How Plague Is Diagnosed Today
When doctors suspect plague, the most direct approach is to draw blood cultures or aspirate fluid from a swollen lymph node. An affected bubo typically contains enormous numbers of bacteria, making it relatively straightforward to identify *Y. pestis* under a microscope or grow it in culture. Stained blood smears can also reveal the bacteria’s characteristic safety-pin appearance.
One complication is that many automated identification systems used in hospital labs don’t include *Y. pestis* in their databases, which can lead to the bacterium being misidentified as its close relative, *Y. pseudotuberculosis*. If cultures come back negative but plague is still suspected, antibody testing on blood samples can confirm the diagnosis, though this requires a second blood draw four to six weeks after the first.

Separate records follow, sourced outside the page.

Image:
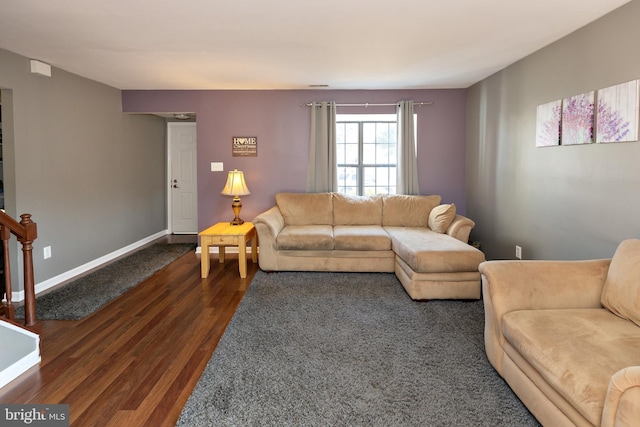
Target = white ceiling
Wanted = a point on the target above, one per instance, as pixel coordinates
(288, 44)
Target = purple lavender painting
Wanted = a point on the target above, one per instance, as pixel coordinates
(617, 113)
(577, 119)
(548, 124)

Treatment With Antibiotics
Modern antibiotics are highly effective against *Y. pestis* when given early. For bubonic plague specifically, several classes of antibiotics are considered first-line treatments, including certain fluoroquinolones and older injectable drugs. The key factor is speed: the earlier treatment begins after symptoms appear, the better the outcome. With prompt antibiotic therapy, plague is a survivable infection. Without it, the 30% to 60% fatality rate for bubonic plague climbs even higher if the infection progresses to the septicemic or pneumonic forms.
Where Plague Still Occurs
*Y. pestis* has never been eradicated. It persists in rodent populations across several continents. In the United States, cases occur sporadically in rural and semi-rural areas of the western states, particularly in semi-arid upland forests and grasslands where ground squirrels, prairie dogs, and other rodent species carry the bacterium. Globally, plague remains endemic in parts of Africa, Central Asia, and South America. Cases number in the hundreds per year worldwide, with occasional larger outbreaks, particularly in Madagascar.
The bacterium’s survival strategy is what makes elimination nearly impossible. As long as wild rodent populations harbor *Y. pestis* and fleas move between those rodents and occasionally bite humans, the cycle continues. The difference between the 14th century and today is not the bacterium itself, which remains largely the same organism, but the availability of antibiotics and public health infrastructure to detect and treat cases before they spread.